A question about the evaluation criterion on ILSVRC
qqqqxxyy opened this issue · comments
Hello author, I have read your paper and find it very inspiring! Here is my question:
when I test the code which you use to generate gt_bbox :
def load_val_bbox(label_dict,all_imgs,gt_location):
#gt_location ='/data/zhangcl/DDT-code/ImageNet_gt'
import scipy.io as sio
gt_label = sio.loadmat(os.path.join(gt_location,'cache_groundtruth.mat'))

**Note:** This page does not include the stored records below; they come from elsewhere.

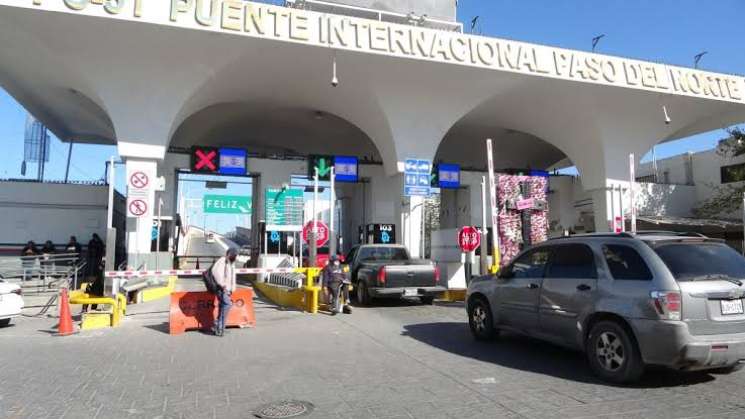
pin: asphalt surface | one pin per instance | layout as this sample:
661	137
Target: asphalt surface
398	360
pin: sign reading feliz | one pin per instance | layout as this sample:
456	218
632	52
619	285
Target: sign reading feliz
226	204
349	33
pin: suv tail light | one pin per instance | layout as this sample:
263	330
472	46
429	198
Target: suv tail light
381	275
667	303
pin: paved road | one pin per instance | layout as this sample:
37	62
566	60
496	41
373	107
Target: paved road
402	360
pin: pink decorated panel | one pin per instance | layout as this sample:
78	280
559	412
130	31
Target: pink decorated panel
512	202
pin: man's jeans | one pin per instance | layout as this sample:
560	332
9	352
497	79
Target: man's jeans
223	298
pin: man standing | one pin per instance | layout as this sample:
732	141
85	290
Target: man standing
223	271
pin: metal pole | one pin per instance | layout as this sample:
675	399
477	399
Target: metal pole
157	237
484	259
69	155
423	232
313	252
632	198
494	209
332	227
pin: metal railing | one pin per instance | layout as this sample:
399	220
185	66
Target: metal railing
47	270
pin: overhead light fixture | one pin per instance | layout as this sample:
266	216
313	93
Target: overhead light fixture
697	58
334	78
667	117
595	41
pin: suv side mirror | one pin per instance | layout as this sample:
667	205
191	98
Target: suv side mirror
505	273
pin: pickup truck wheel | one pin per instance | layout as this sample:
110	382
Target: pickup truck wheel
363	295
481	320
613	354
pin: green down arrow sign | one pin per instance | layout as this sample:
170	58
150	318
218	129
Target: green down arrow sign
321	163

locs = [(x[0].split('/')[-1],x[0],x[1]) for x in all_imgs]
locs.sort()
final_bbox_dict = {}
for i in range(len(locs)):
#gt_label['rec'][:,1][0][0][0], if multilabel then get length, for final eval
final_bbox_dict[locs[i][1]] = gt_label['rec'][:,i][0][0][0][0][1][0]
return final_bbox_dic
I find that if there is more than one target object in an image, it will choose the first object's localization as the gt_bbox, for example: No.2,No.23 image in validation set of ILSVRC.

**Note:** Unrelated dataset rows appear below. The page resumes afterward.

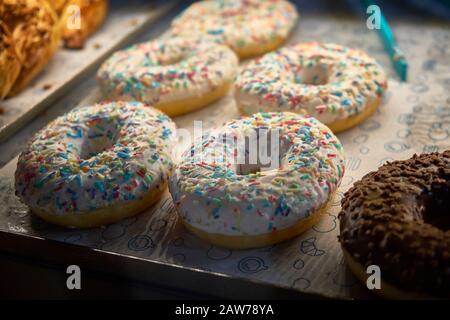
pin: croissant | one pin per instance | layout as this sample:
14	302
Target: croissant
10	63
92	13
35	34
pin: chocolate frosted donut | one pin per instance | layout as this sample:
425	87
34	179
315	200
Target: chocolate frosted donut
399	219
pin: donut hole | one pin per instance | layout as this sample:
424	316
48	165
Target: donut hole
435	206
262	151
315	75
167	61
100	137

However . this is unreasonable and will decrease the accuracy rate. So, what is your evaluation criterion on ILSVRC?
Hi, Thank you for your interest in our code and paper.
Actually, the load_val_bbox is only used in the training stage, i.e., PSOL_training.py, and the evaluation metric in the training stage is just a hint (not an accurate number) for the model. In the evaluation stage, we will use different strategies to get the gt_boxes from the original XML file (Please see the PSOL_inference.py for details).
A basic assumption in current WSOL tasks is that there is only one object in the corresponding image. if there are more than one object in the image, we will calculate the maximum IoU score with any objects and take it as the final score.
Regards,
Chenlin
Your answer completely solved my question! Thank you!